Further information regarding the Consent and the Legitimate Interest is provided in Section 6.
Your Consent for the Collection and Processing of your Personal Data by the Company in accordance with this Privacy Notice is given once the User ticks the box “I agree with the Terms of Use and with the Privacy Notice”.
By giving your Consent, you understand and expressly agree that the Company may Collect and Process your Personal Data in accordance with the terms of this Privacy Notice and that your Personal Data may be transferred to the Company’s country of domicile or in other countries in the European Union for Processing purposes”.
We may seek your Consent to Collect biometric data to verify your identity. We will not Collect or use this special category of data without seeking your Consent first.
5. Accuracy
Personal Data kept on file will be correct and up to date. Inaccurate or incomplete Personal Data will be deleted.
5. COLLECTED DATA
This Privacy Notice applies to all Personal Data received as a result of your download, visit or use of the App when You fulfill the on-boarding procedure for becoming a User or when you participate in yield programs. It is important to understand that the Company may Collect Personal Data at different stages throughout your interaction or use of the App and some Personal Data can be Collected just by logging into the screens of the App (referred to as the “Collected Data”). The Company will notably Collect the following Personal Data:
5.1 KYC & AML data
The KYC/AML data, which is specified in the Terms under Section 10.2.2, will be used and retained in order for the Company to be able to fulfill their legal obligations as financial intermediary with any regulatory authority and self-regulatory association or authority before on-boarding You on the App. Some of the Services are subject to laws and regulations requiring the Company to collect and use some Personal Data, including but not limited to, your personal identification information, formal identification information, financial information, transaction information, employment information, online identifiers, and/or usage data in certain ways.

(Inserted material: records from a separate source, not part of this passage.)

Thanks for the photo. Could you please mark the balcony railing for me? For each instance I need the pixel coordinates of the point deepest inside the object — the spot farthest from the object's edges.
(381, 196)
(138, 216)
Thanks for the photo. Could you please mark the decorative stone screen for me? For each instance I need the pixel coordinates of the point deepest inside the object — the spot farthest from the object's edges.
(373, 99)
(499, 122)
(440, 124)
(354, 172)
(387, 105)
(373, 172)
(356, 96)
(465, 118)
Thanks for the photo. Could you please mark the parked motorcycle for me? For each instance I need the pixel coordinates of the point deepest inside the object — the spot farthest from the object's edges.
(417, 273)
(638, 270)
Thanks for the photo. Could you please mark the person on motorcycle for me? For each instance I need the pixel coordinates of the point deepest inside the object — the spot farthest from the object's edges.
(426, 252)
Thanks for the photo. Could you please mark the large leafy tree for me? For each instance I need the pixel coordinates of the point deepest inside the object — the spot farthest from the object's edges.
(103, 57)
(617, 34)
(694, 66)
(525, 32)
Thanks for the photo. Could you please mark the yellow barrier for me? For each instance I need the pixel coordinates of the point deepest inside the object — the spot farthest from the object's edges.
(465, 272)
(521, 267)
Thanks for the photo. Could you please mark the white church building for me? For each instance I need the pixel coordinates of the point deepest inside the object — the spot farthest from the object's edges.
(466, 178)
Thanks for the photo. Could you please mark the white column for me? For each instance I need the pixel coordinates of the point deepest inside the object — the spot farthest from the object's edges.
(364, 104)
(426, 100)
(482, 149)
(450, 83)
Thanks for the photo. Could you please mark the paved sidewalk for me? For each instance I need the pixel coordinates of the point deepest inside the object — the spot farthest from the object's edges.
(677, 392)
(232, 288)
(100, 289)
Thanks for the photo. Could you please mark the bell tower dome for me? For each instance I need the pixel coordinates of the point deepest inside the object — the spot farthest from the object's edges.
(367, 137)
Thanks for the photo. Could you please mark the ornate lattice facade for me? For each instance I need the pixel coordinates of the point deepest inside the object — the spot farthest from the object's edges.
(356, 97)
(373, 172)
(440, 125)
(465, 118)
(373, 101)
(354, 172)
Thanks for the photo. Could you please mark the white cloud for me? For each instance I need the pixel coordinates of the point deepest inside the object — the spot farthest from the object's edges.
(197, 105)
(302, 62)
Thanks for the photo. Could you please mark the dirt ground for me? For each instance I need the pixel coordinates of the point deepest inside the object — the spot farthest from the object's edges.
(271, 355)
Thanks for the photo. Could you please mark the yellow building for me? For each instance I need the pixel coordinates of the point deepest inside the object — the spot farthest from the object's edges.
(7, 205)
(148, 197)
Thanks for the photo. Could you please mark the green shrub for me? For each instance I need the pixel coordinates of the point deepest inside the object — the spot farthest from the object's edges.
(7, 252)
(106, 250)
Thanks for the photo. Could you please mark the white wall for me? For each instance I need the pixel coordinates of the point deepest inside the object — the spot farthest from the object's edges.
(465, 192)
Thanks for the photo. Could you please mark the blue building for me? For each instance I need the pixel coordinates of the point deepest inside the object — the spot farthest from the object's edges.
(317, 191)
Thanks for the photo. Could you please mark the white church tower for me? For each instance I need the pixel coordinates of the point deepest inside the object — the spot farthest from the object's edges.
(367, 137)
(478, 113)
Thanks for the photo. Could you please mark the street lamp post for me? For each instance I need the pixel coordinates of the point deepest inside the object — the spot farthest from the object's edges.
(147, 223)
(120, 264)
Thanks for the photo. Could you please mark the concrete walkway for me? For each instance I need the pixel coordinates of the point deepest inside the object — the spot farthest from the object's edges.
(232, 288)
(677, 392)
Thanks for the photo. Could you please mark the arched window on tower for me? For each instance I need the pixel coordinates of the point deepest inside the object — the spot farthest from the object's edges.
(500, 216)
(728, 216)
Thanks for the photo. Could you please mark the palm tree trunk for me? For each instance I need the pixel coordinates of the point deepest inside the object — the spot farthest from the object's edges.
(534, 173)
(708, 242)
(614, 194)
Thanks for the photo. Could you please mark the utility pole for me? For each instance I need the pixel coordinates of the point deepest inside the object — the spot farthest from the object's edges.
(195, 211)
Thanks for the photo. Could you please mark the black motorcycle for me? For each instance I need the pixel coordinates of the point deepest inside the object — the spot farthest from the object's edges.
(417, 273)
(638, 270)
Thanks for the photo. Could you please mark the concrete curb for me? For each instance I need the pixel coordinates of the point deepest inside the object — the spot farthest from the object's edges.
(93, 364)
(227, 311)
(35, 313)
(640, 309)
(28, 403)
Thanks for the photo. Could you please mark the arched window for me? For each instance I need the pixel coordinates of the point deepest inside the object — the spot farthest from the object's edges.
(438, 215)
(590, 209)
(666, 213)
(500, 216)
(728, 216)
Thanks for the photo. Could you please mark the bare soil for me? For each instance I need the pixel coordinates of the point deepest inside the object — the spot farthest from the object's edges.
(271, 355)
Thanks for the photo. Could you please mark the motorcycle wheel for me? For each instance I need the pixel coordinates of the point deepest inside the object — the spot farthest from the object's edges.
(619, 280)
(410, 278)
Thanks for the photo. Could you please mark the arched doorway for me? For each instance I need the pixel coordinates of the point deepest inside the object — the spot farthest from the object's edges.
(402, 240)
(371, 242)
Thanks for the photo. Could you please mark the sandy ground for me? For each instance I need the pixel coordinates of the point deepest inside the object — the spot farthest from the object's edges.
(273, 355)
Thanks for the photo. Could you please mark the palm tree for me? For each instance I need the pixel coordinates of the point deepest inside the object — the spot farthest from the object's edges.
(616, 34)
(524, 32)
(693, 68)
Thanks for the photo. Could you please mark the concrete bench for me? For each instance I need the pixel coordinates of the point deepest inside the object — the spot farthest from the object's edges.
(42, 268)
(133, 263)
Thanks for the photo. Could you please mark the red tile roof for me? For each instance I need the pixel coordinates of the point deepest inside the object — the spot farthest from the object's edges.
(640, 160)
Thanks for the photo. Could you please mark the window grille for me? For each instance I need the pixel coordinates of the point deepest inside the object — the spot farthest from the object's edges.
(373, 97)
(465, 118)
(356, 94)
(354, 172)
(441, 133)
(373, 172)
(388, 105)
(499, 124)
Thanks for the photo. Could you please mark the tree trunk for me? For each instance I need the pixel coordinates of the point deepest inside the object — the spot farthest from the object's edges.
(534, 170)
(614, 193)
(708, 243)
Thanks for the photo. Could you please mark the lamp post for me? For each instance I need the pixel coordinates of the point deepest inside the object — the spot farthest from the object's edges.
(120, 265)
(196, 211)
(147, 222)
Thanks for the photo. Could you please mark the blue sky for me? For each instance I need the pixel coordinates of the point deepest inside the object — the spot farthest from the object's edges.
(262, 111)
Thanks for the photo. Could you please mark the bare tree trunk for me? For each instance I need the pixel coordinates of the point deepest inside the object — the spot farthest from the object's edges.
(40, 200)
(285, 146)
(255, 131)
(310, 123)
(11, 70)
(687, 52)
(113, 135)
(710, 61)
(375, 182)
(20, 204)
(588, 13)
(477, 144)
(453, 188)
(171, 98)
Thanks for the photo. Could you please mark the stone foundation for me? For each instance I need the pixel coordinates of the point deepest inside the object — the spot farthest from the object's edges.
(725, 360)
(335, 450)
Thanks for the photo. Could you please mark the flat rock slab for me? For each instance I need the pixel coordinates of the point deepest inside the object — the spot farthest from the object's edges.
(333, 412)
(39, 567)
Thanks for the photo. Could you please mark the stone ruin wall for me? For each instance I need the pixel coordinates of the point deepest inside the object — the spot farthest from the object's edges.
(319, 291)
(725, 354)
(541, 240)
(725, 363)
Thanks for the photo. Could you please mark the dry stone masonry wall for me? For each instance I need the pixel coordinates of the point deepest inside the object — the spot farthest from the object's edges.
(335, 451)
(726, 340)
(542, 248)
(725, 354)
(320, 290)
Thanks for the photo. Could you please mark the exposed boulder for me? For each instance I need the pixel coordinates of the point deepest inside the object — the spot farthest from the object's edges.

The Company Collects your Personal Data in order to comply notably with Estonian Money Laundering and Terrorist Financing Prevention Ac, the Guidance for a Risk-Based Approach for Virtual Assets and Virtual Asset Service Providers (also referred to as the “FATF Guidance for VASPs”) and any other laws and regulations applicable to the Company’s activities, as well as their subsequent amendments.
5.2 User Suitability data
Your User Suitability data, which is specified in the Terms under Section 10.2.3, will also be used and retained in order for Us to be able to fulfill our legal obligations, to ensure that We can provide You with more relevant information, to better understand your preferences, to be able to verify if You are eligible to use our Services and if You have sufficient knowledge to use our Services. Your answer to the suitability questions and if You have already invested in Virtual Currencies are used to enable us to verify if You are eligible to make use of the Services offered through the App.
5.3 Financial Data
The Company may Collect or may Process the Personal Data, in the event that You will carry out any deposits or withdrawals to/from the following sources, including but not limited to:
- Fiat Assets account origin;
- The global balance in your User Account at any given time;
- The Virtual Currency balance in your User Account at any given time;
- How, where and by whom the Personal Data is being Processed;
- Third-parties to whom the Personal Data might be transmitted
(“Financial Data”)
Your Financial Data will be used by the Virtual Currencies Custodian or Fiat Custodians to enable You to deposit or withdraw Fiat Assets, Virtual Currencies or BORG Tokens on the App as described in Section 7 of this Privacy Notice.
5.4 Transaction Data
The Company may Collect the following Personal Data depending on when You execute a Transaction and/or use the Company’s support services, including but not limited to:
- Transaction details;
- User Account Audit Logs;
- User Account Communication Logs;
- User Account Level;
- Displayed Currency;
- Your External Wallet address;
- Your International Banking Account Number (IBAN) details;
- The digital assets, the balance available and any details available in your External Wallet address.
(“Transaction Data”)
Your Transaction Data will also be used and retained in order for us to be able to fulfill our legal obligations as well as for the purpose of ensuring that any Transactions carried out through the use of the App can be reconciled and settled. The Transaction Data will also be used in order to reconcile your transactions within our accounting records with the Financial Data in order to have a clear and accurate understanding of your Orders and User Account balance.
5.5 App Interaction Data
The Company may Collect the following Personal Data, including but not limited to:
- Device Provisioned;
- Device Provisioned (when created at);
- Device Provisioned (last use);
- Paper Key (created at);
- Paper Key (last use).
The Company will never be in possession of your Paper Key.
5.6 Affiliate Program
If You wish to become an Affiliate You shall fill in the form available on the Website at https://swissborg.com/affiliate-program-application. If You choose to do so, We will Collect the following Personal Data:
- Your personal email address;
- Full name;
- Company name;
- Size for active network;
- Phone number;
- Language; and
- Country of residence.
By filling out this form, You confirm that the information you have provided is accurate and up to date.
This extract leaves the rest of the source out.